Dogs of the World, Dollar & Currency Markets
July 24, 2018
Trade war drums are beating in 2018 as the Trump administration implemented and has threatened to implement nearly $1 trillion in tariffs on exports into the U.S. The drum beat got louder last week as the administration threatened $500 billion in tariffs on Chinese exports with China threatening to retaliate with more tariffs on the U.S. Traders expect a trade war to hurt the Chinese and the economies of emerging market nations more than the U.S. economy. The Atlanta Federal Reserve's GDP NOW estimate is at 4.5% annualized for the second quarter of 2018, which is fueling higher U.S. Treasury Bill yields. Highlights– Data ends July 20, 2018
The Arrow Insights (AI) Dogs of the World Index – ex USA (AIDOGS) selects the five worst performing countries among a universe of 44 developed, emerging and frontier countries at the end of each November with implementation on the last trade date of the year. AIDOGS allocates 30% to the worst country, and 17.5% in the remaining dogs. For the most part, since April 30, 2009, AIDOGS has gained as the MSCI Emerging Markets Stock Index has declined. Emerging market stocks decline more when the U.S.–dollar–(USD) to–emerging–market–currency ratio rises as investors sell the Chinese yuan and emerging country currencies and buy the USD, especially since the end of 2016 (yellow vertical line, Figure 1). The narrowing of the yield spread between U.S. yields and Chinese/emerging market yields supports the current trend in currencies.

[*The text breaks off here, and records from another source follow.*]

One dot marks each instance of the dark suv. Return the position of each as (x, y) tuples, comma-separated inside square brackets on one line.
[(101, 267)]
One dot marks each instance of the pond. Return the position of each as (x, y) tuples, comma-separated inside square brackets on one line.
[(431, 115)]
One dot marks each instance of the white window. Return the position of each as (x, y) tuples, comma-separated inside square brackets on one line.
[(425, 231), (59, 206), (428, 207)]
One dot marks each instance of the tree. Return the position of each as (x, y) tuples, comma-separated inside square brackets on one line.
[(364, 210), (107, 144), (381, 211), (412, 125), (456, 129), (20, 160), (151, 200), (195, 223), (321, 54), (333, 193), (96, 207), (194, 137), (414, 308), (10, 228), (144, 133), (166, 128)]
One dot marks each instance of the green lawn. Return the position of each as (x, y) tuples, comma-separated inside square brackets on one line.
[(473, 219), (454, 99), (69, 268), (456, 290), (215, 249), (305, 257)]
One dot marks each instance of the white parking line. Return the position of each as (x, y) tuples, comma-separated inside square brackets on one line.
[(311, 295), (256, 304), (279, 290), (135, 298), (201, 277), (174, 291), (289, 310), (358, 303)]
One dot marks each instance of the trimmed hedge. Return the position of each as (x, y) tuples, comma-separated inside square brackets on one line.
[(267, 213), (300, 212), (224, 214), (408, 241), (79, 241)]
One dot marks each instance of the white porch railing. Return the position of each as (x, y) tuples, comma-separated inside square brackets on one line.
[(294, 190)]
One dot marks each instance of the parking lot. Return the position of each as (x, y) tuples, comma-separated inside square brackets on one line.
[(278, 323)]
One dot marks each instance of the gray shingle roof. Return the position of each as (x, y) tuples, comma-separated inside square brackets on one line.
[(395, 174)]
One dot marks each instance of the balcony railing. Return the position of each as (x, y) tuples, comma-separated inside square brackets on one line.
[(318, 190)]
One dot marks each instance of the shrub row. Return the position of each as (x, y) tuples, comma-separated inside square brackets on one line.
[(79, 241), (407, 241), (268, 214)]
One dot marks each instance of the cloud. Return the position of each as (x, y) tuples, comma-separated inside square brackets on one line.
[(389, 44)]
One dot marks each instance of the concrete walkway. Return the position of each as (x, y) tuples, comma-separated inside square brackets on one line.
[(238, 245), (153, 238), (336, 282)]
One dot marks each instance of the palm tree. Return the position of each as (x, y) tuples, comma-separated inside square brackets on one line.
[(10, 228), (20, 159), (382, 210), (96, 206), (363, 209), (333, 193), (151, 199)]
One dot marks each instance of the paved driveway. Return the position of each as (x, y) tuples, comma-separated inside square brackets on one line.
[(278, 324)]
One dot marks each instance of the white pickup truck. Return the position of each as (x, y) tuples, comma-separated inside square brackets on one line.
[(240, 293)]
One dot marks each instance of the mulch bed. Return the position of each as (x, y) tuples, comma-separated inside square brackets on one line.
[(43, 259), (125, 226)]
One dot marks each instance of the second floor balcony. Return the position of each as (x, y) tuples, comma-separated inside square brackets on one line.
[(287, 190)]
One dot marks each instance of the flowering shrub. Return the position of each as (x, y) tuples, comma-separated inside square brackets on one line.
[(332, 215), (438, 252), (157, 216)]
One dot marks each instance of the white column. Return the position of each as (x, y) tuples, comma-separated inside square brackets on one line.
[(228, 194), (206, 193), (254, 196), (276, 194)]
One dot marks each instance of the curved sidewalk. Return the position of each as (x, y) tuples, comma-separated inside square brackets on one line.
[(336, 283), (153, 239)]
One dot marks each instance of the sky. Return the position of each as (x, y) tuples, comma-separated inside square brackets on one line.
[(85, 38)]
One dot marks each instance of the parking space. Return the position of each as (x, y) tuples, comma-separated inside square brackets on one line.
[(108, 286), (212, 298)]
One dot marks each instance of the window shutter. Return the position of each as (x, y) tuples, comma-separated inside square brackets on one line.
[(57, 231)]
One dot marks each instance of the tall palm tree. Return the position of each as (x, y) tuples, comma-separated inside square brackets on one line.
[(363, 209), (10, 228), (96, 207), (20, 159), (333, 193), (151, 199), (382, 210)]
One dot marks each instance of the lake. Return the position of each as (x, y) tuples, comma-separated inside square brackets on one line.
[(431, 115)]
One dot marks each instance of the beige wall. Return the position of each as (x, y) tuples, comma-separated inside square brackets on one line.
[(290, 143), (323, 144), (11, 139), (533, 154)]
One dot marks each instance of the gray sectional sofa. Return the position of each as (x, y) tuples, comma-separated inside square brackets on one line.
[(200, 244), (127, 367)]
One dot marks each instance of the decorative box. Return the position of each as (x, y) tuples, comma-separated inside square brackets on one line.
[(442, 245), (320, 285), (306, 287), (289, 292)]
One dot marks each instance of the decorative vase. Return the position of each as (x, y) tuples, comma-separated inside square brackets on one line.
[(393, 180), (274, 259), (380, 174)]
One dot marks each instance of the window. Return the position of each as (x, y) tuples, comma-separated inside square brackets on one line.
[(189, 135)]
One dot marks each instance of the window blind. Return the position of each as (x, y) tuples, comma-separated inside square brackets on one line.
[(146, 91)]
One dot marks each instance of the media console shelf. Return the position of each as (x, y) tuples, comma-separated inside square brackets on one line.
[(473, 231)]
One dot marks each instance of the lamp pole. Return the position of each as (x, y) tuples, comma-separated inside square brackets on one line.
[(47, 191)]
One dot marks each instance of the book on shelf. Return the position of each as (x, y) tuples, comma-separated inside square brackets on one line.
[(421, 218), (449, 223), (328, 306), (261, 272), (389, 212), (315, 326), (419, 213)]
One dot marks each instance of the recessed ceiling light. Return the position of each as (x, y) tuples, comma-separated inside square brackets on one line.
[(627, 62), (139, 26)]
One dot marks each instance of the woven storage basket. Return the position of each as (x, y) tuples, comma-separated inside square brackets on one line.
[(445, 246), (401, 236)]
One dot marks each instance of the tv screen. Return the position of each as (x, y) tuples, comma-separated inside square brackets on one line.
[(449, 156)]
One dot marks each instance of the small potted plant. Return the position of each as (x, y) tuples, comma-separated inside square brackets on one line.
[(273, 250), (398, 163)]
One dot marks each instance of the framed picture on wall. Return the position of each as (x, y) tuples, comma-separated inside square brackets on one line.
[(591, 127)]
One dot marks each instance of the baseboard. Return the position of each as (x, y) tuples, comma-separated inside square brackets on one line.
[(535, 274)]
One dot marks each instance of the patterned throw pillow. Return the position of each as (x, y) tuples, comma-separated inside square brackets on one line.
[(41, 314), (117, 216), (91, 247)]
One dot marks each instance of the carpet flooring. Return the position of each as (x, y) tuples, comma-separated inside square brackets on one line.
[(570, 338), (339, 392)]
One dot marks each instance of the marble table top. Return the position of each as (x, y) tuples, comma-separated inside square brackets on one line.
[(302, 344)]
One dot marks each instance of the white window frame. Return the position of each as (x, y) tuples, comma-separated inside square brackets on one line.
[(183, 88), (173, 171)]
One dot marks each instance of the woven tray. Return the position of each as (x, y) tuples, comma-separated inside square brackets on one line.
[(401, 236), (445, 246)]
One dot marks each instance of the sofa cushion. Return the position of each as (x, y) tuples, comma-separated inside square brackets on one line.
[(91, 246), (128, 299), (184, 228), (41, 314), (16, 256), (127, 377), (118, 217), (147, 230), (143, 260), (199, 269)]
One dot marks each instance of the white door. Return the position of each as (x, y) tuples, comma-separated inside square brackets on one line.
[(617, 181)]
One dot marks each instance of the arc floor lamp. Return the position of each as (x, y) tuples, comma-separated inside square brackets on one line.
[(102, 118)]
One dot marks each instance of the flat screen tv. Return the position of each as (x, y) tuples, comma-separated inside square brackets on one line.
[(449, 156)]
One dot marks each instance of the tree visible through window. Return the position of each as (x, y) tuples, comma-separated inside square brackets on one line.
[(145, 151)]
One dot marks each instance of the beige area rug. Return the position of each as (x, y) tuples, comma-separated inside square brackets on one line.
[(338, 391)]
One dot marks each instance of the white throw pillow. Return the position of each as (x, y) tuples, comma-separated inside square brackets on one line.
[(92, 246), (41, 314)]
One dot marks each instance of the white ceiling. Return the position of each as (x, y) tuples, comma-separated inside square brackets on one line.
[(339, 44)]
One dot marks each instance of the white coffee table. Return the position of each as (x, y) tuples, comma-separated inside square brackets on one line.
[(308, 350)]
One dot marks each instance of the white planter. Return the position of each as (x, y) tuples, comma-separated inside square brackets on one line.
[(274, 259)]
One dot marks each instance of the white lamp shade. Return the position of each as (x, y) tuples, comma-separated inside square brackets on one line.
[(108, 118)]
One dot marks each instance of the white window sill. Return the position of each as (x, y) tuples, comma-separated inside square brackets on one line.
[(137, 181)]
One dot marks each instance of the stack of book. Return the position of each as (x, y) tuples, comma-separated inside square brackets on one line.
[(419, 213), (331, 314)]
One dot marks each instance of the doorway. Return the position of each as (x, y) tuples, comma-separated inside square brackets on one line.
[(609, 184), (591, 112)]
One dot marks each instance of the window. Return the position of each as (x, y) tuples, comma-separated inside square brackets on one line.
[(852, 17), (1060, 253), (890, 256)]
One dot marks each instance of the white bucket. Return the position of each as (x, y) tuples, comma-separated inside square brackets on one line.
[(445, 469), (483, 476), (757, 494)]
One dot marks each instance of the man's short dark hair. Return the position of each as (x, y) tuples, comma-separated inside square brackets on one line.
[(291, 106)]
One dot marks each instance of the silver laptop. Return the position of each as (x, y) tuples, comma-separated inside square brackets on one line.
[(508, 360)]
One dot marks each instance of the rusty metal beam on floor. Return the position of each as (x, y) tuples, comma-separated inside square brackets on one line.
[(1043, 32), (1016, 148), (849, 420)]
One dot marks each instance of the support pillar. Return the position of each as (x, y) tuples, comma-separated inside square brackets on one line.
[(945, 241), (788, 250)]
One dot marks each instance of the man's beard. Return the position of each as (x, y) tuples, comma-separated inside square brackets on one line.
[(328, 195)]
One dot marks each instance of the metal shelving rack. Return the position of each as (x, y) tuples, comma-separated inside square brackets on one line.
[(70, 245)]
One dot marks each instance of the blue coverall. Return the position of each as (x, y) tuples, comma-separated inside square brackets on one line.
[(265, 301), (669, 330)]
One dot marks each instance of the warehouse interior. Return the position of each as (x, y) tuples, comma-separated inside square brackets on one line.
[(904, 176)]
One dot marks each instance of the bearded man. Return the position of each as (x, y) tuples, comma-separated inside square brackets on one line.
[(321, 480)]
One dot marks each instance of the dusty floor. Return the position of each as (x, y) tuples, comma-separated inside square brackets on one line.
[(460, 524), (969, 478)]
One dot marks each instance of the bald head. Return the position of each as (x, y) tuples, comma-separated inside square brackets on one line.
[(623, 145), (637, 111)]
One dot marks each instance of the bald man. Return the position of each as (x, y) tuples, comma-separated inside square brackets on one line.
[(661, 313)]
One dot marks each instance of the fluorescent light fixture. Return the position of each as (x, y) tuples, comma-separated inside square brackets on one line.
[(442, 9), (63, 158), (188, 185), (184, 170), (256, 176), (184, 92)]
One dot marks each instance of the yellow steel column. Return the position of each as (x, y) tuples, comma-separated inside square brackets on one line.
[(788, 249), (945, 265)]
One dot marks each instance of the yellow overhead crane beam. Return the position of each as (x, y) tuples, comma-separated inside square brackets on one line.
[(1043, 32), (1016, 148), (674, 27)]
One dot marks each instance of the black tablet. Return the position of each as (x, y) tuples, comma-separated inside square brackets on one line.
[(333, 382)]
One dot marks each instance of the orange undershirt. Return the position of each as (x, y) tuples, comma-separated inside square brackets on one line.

- Since April 30, 2009, AIDOGS and the MSCI Emerging Markets Stock Index have recorded total returns of 238.1% and 61.5%, respectively (Figure 1).
Figure 1. AIDOGS Bests Emerging Markets Stocks
Chart courtesy of StockCharts.com. Performance prior to December 14, 2017 was based upon back testing the AIDOGS methodology (Source: Thomson Reuters).
AIDOGS expresses a rationale that the worst performing stocks within the worst performing country markets will revert to their historic mean return (mean reversion). Historically, AIDOGS has been more volatile than SPXTR, but less volatile than the MSCI Emerging Markets Stock Index (not shown in Figure 1). These factors should cause index investors to favor allocating part of their global allocation to AIDOGS with the allocation sourced from their customary allocations to the foreign stocks.